Making space for the telling of “unpopular” stories… As a critical geographer, it strikes me that focusing on this act alone is overly romantic and cannot be an end unto itself. What we do with these stories is equally important. Yet, making space for these stories is a vital strategy and means for social change. It enables authors like Eula Biss to call out the everyday production of whiteness and sit uncomfortably with the ways that she is assumed to participate in systems that perpetuate racialized fear. Making space makes it possible to validate experiences that are different from our own, and grapple with our own complicities within unjust structural norms. Making space also demands a greater critical awareness of so-called “popular” stories and dominant framings of issues, and must compel us to demand changes in these “popular” framings. Here, the work of critical geographer and media studies professor Minelle Mahtani is a fantastic resource.
Part of our class period, then, will focus on making space for “othered” stories. First, we will have the opportunity to hear from youth members and Program Director Hawa Mire of Leave Out Violence BC. Our visitors will talk about experiences of inclusion and exclusion in Vancouver (and region), and Hawa Mire will talk about LOVE’s arts-based programs that provide spaces and tools for youth to build community. Following the facilitations, we will also share lessons from the oral history/ urban change websites that were assigned. The selection of sites is obviously partial (a function of those sites with which I am most familiar)—there are many, many stories that could have been represented and were not. If there are others that you know of that should have been part of this list, please share!
We will also focus on how these “other” stories are crafted and re-told. Here, our conversation will focus on Steven High’s discussion of sharing authority in the collection and preservation of oral histories. Student comments get to the heart of the issues High addresses: how do definitions and expectations of “objectivity” shape our research methods and outcomes? What are the ethics involved in community-engaged research where “community” is assumed to be a homogeneous category? What happens when “community-university partnerships” reify the very power dynamics that they set out to trouble? This text also returns us to topics that we visited at the outset of the semester, about how, and by whom, knowledge is produced. (High’s article also previews my course next semester on qualitative methods for feminist research. Those who are interested will be able to follow and join in on a similar open-source forum.)
While our class time tomorrow will only afford conversation of the week’s texts, and thus of “stories” as they are conventionally understood, I want to close here with a reminder that our ability to think broadly about what constitutes “stories of the city” can help us to intervene in urban change. As I noted earlier in the semester, our explanations and theorisations of urban life are certain kinds of stories, as are the policies we create, as are the discourses we adhere to and challenge. Policies tell us one kind of story, but other stories are evident in efforts to change policy.
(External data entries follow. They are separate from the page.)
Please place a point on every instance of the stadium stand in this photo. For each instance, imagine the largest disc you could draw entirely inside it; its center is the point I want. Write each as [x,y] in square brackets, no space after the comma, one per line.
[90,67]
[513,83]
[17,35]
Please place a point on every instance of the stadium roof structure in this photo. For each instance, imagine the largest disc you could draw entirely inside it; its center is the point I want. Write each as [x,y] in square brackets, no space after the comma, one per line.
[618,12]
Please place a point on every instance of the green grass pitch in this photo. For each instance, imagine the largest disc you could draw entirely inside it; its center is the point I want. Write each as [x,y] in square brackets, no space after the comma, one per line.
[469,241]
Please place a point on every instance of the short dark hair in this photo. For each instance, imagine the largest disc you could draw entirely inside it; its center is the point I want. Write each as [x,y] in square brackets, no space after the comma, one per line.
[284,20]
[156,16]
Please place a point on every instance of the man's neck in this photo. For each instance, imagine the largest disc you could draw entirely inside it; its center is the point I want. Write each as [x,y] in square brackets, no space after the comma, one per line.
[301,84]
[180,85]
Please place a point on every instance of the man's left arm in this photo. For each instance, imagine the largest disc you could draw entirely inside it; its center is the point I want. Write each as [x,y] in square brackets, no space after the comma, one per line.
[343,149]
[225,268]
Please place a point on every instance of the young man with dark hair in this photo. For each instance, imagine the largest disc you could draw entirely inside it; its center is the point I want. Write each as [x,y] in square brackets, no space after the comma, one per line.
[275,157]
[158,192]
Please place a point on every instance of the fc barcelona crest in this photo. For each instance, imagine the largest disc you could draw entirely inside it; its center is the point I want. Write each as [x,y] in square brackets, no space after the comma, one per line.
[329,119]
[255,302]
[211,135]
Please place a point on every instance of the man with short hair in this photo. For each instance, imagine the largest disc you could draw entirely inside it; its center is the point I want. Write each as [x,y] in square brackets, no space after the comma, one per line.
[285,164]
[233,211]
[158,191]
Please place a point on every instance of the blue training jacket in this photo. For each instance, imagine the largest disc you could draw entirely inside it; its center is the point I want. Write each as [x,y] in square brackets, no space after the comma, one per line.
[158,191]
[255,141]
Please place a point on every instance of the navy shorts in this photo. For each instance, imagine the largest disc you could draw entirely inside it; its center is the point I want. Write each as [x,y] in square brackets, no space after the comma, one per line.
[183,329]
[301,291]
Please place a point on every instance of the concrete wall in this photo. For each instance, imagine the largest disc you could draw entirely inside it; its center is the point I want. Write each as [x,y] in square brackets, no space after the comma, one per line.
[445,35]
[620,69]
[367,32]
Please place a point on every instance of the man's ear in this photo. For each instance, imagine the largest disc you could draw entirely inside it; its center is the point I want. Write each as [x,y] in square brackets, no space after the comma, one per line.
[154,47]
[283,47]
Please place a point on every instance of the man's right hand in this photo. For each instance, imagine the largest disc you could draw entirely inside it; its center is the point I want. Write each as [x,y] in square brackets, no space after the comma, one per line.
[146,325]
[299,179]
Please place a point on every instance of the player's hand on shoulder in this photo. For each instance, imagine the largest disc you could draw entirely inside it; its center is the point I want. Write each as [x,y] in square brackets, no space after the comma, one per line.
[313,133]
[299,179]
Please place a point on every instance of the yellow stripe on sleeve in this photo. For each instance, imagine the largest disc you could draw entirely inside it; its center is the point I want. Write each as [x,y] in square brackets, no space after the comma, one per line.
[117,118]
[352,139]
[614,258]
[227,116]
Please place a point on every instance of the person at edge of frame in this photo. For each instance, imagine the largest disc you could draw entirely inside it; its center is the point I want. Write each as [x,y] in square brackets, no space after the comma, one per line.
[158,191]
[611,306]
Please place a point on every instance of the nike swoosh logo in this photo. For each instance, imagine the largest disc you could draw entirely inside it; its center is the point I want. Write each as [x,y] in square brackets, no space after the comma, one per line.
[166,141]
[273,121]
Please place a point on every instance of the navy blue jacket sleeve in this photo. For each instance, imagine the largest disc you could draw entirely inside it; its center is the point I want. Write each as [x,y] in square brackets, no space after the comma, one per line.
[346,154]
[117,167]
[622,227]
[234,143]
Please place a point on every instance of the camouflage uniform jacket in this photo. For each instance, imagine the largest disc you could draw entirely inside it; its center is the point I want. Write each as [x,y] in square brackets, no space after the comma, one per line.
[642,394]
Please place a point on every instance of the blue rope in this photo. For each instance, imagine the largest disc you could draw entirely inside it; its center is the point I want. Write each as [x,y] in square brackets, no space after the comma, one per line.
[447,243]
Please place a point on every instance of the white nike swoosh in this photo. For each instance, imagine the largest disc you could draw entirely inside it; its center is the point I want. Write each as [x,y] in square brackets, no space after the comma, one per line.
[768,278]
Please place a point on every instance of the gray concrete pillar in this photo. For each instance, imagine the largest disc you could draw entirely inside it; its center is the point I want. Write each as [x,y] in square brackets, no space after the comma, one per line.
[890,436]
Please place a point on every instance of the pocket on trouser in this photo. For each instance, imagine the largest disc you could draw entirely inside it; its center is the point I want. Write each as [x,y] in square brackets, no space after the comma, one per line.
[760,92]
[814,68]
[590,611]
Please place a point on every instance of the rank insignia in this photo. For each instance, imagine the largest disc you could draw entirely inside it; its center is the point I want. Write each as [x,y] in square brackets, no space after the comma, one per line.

Here is a place where meaningful participation matters: these efforts bring people together to share stories, identify issues, generate ideas, and leave the events charged with a responsibility to bring those ideas to their friends, their neighbourhoods, their City Councillors. This is the model behind Women’s Safety Audits, community asset mapping, and the Women Transforming Cities initiative, among others. As we discussed several weeks ago with the Pollock & Sharp article, participatory processes are not perfect, but it is important to acknowledge that these processes have the potential to engender a new set of stories about the city that give value to people’s sense of place and belonging.